# Street for sale,,,   Slightly used



## cda (Aug 8, 2017)

Conarb at it again



https://www.usatoday.com/story/mone...presidio-terrace-street-sells-90-k/547872001/


----------



## fatboy (Aug 8, 2017)

$90K, not bad for a street.......


----------



## Francis Vineyard (Aug 8, 2017)

Sweet! "Residents, via their HOA, are responsible for paying for the street’s maintenance and, as with any other private property, tax."

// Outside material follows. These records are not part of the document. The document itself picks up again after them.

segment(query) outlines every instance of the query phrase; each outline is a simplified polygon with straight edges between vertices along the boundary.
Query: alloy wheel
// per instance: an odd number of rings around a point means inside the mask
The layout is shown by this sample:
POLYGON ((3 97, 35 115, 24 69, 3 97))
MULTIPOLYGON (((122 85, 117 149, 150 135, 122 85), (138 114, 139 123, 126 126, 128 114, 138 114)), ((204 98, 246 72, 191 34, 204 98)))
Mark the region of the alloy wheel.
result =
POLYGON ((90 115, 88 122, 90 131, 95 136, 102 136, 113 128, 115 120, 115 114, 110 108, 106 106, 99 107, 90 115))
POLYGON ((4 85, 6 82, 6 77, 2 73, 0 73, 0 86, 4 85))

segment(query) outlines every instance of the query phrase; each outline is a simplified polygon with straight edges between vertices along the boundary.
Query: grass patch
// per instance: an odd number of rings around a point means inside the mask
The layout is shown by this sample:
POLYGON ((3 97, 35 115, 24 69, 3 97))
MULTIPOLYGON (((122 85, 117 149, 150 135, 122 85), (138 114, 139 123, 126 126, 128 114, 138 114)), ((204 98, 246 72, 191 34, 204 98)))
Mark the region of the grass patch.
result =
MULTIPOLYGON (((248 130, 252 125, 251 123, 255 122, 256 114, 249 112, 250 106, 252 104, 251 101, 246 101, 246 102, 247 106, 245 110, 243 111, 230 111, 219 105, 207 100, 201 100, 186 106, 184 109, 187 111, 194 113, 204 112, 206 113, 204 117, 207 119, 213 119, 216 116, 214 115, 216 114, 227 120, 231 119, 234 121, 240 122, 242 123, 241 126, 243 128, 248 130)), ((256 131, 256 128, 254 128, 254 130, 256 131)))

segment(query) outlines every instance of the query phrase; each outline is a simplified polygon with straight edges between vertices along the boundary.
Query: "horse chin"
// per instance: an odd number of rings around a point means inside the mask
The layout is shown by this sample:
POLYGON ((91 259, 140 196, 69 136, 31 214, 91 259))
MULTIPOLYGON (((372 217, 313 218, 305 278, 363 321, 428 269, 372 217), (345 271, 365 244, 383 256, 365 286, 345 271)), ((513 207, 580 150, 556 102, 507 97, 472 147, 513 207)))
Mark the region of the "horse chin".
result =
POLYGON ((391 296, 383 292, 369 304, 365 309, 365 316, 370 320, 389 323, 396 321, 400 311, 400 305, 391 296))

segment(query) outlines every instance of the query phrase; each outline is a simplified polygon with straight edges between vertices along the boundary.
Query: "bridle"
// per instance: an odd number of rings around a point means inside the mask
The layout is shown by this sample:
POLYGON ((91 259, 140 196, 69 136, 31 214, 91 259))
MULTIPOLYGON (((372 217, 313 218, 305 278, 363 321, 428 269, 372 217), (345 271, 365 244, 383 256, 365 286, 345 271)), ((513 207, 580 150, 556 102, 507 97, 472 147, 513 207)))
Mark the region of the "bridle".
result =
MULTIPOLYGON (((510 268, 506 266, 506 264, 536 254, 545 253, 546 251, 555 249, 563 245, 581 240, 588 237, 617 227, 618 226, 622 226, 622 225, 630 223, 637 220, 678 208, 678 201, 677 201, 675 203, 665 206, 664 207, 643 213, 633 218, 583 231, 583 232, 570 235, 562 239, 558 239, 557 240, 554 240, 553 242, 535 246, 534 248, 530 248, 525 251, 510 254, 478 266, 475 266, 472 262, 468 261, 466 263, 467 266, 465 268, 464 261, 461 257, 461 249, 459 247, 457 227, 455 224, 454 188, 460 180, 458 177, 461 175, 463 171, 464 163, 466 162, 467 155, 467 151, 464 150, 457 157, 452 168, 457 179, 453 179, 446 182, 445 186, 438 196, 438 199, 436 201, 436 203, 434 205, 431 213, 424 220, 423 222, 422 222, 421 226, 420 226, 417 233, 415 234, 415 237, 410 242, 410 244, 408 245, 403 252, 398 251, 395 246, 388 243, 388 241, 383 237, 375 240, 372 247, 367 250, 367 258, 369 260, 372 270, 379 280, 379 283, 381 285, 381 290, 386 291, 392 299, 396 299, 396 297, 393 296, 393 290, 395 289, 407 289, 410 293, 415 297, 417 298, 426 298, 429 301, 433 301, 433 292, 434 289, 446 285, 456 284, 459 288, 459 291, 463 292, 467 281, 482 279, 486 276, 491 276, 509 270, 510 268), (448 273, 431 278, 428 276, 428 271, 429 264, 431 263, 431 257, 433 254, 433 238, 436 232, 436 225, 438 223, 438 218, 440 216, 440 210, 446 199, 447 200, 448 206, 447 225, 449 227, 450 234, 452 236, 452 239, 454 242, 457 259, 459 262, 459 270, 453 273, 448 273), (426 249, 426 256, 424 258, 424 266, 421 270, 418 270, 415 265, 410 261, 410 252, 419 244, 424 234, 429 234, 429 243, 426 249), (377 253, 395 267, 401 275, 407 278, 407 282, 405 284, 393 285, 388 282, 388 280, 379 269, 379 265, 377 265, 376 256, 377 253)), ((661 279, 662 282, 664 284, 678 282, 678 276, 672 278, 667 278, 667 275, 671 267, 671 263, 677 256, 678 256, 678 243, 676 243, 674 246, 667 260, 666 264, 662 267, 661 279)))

theguardianlandlordtrobles


----------



## mtlogcabin (Aug 8, 2017)

Since the HOA no longer owns it they are no longer responsible to pay for the upkeep. the big question i think is do the property homeowners still have a legal ROW to access their homes if not it will be a very costly legal issue


----------



## cda (Aug 8, 2017)

Depends is it true private property

As in could he fence it off

Or is there also legal / city requirements to allow access


----------



## ICE (Aug 8, 2017)

I wonder what the auctioneer thought about selling a street. 

The security guard is going to need a cash register.

I wonder if a permit is required for a parade on a private street.

It could be a flea market on Saturdays. ...... Once would be enough.

Government at it's finest.


----------



## conarb (Aug 8, 2017)

cda said:


> Conarb at it again



Close, an old girlfriend from college lives nearby in Presidio Heights, not Presidio Terrace *in this house*, her RA was Diane Goldman (you know her as Feinstein) and she told her to stay away from me.


----------



## tmurray (Aug 9, 2017)

mtlogcabin said:


> Since the HOA no longer owns it they are no longer responsible to pay for the upkeep. the big question i think is do the property homeowners still have a legal ROW to access their homes if not it will be a very costly legal issue


Generally, in the cases of private ways, each property owner would have deeded access. Typically the planning department ensures this prior to approval of the subdivision.


----------



## steveray (Aug 9, 2017)

Access is typically by right, but flat out "use" like parking, is not guaranteed....


----------



## Pcinspector1 (Aug 9, 2017)

This sounds a bit like "I have some ocean view property for sale in Arizona" to me. 

Does CA have any HOA laws on the books? Did someone find a loophole?


----------